Ahrong Kim received her BFA in Ceramic from Konkuk University in Korea and MFA in ceramic from Rhode Island School of Design in USA. She is a recipient of the Mima Weissman Scholarship from Harvard University, participated in a residency at Guldagergaard, the International Ceramics Research Center in Denmark, and completed a residency at Clay Studio in Philadelphia. She has participated in numerous exhibitions in Korea and the United States, and is currently working in Brooklyn as artist.

Gunyoung Kim is interested in investigating the subtle and spiritual side of humanity in her work. According to Kim, human beings are so complex and ambiguous that the experience of not understanding their own inner state of mind and emotions is commonplace. Kim thinks that these complex and subtle inner features are caused by the incompleteness and weakness of each individual. Kim focuses on capturing these psychological facets through facial expressions, gestures, staging, and disfigurement. By deforming the ceramic material, she creates new forms of expression. Elements such as color and texture also help to express complex emotions while eliciting new stories in the unique time and space where work exists.

Gunyoung Kim received her BFA in Ceramic from Kookmin University in Korea and her MFA in Ceramics from Ohio State University. She participated in residencies at Lawrence Art Center and Archie Bray Foundation for the Ceramic Arts, and was awarded the National Council on Education for the Ceramic Arts graduate award for excellence in 1st place as well as being recognized by Ceramics Monthly as an Emerging Artists 2016. She has participated in numerous exhibitions in Korea and the United States, and is a studio artist and instructor at Ohio State University in Columbus.

Kyungmin Park presents the theme of “return to pure” through the stylistic medium of the child. For Park, a child’s untamed imagination can create a new and exciting world from a single object. Inspired by the perspective of childhood, she seeks a sort of regression to a childlike state of mind, allowing her to create and explore a place beyond boundaries. She often includes figures in fantastical situations and imaginary worlds. Though the facial expressions of her figures evoke the imagery of childhood, the bodies are adult, suggesting the remnants of the child within the adult. The coexistence of innocence and experience within one being has an unsettling effect; viewers are made uncomfortable as the whimsical gives way to the darkly bizarre.
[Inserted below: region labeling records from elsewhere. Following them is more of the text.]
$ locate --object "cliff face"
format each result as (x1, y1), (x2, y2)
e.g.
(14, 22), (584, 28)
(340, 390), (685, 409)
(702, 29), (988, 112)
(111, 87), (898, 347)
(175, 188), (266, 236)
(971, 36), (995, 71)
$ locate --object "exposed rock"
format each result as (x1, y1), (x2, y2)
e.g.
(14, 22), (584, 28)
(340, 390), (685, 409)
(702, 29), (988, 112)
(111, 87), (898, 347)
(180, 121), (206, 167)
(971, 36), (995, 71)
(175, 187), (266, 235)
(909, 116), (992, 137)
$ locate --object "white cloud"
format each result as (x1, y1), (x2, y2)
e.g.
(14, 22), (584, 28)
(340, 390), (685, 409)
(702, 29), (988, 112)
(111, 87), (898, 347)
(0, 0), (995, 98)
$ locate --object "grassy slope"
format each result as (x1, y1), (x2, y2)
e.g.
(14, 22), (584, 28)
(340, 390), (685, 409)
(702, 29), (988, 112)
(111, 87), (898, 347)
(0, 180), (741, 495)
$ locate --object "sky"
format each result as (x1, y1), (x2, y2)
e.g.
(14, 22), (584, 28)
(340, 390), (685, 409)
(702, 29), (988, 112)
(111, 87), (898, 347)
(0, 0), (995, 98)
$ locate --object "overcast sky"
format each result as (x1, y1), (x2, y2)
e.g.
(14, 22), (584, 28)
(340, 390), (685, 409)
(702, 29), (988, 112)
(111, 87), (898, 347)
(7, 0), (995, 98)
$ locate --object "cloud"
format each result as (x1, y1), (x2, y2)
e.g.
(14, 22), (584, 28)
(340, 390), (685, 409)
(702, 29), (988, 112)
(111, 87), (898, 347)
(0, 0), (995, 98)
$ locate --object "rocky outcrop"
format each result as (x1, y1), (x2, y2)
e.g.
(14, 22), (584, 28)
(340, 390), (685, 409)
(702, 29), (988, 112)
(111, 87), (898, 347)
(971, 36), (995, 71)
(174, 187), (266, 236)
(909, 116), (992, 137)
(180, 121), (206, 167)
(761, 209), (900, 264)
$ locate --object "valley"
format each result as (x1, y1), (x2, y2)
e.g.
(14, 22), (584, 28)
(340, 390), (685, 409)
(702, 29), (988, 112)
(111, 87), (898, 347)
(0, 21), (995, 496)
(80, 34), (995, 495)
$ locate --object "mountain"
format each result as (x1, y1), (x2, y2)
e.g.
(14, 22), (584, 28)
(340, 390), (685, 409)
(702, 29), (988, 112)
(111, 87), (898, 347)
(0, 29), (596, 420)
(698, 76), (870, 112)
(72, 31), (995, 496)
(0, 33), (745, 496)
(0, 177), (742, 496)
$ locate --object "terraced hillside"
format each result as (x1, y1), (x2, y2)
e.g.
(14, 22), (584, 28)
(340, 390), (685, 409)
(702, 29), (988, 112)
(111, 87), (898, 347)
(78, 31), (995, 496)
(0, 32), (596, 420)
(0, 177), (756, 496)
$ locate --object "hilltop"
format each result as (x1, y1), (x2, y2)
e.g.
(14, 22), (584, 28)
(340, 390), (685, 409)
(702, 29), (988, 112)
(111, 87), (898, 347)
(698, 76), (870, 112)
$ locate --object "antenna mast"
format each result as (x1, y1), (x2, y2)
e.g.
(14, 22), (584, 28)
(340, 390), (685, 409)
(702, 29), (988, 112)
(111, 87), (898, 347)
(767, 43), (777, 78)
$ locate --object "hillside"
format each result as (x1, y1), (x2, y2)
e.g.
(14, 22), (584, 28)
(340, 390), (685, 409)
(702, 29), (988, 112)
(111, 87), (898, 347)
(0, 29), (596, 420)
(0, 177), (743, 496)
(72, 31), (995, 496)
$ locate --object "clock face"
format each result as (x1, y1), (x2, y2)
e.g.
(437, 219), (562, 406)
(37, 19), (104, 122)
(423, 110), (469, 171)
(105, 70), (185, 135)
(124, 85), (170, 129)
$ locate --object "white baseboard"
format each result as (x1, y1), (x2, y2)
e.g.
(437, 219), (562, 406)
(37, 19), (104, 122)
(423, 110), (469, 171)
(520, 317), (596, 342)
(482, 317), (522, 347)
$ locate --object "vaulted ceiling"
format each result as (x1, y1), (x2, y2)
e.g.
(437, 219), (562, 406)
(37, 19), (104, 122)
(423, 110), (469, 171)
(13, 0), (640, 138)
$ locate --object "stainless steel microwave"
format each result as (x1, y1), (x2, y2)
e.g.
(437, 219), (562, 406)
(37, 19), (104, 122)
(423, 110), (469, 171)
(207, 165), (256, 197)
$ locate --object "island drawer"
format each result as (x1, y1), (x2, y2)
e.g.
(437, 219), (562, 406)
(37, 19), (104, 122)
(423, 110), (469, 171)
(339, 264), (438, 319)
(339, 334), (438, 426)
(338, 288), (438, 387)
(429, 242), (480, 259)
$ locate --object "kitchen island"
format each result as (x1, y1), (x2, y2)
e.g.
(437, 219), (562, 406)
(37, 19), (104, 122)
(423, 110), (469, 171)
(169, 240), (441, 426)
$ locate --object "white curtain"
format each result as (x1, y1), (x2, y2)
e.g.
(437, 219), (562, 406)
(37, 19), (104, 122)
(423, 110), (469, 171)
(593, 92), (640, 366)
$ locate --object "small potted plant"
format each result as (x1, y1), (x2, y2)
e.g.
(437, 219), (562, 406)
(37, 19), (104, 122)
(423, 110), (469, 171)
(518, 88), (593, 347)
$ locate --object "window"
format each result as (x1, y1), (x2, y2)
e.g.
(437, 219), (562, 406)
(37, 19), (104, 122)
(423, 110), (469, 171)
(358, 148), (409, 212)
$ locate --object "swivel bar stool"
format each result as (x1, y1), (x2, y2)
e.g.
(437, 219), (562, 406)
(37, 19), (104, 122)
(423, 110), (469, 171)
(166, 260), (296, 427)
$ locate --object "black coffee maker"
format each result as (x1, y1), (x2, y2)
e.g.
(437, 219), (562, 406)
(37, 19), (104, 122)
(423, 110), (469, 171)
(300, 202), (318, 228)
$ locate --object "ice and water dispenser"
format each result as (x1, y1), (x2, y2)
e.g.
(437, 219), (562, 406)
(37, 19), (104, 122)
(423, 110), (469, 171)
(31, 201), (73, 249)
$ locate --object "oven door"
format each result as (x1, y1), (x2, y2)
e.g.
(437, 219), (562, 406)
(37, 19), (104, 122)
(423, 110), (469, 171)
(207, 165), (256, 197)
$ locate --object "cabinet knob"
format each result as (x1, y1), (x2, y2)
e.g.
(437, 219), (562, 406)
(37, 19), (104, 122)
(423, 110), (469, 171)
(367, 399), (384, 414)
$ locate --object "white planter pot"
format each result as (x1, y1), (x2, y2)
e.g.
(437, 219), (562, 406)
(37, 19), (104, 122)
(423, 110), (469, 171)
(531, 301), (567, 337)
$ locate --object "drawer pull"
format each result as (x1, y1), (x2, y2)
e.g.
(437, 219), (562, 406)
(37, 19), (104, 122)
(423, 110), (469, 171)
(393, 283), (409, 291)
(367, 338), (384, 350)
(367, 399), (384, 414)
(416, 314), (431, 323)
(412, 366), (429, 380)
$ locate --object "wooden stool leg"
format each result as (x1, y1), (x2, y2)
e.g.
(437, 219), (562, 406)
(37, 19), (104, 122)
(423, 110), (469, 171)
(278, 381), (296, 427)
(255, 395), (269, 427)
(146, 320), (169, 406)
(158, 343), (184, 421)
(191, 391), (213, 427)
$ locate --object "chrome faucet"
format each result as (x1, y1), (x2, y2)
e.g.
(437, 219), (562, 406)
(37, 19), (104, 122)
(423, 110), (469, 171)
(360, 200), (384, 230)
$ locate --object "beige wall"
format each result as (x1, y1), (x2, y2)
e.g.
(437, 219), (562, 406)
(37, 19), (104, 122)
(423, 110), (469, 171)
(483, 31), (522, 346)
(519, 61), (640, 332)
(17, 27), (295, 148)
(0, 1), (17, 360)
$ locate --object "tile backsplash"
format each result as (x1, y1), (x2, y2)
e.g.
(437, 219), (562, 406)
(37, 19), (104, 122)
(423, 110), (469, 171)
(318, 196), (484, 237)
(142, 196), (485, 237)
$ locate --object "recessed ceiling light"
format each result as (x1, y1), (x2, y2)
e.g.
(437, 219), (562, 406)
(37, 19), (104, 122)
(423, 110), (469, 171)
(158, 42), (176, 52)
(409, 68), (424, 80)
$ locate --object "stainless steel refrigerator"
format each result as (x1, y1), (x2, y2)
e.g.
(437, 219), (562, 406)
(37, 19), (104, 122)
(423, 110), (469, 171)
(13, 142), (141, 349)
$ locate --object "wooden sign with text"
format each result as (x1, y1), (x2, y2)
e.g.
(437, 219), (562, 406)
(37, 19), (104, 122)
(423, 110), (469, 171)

Kyungmin Park received her BFA in Ceramics from Alfred University and her MFA in Ceramics from the University of Georgia. She has participated in residencies at Watershed Center for the Ceramic Arts and Jingdezhen International Studio in China, and was awarded the Windgate Fellowship from the Archie Bray Foundation as well as the Emerging Artist Award from the National Council on Education for the Ceramic Arts. She has participated in numerous exhibitions in Korea and the United States and is an Assistant Professor at Endicott College.

Korean Cultural Center is located at 2370 Massachusetts Ave. NW.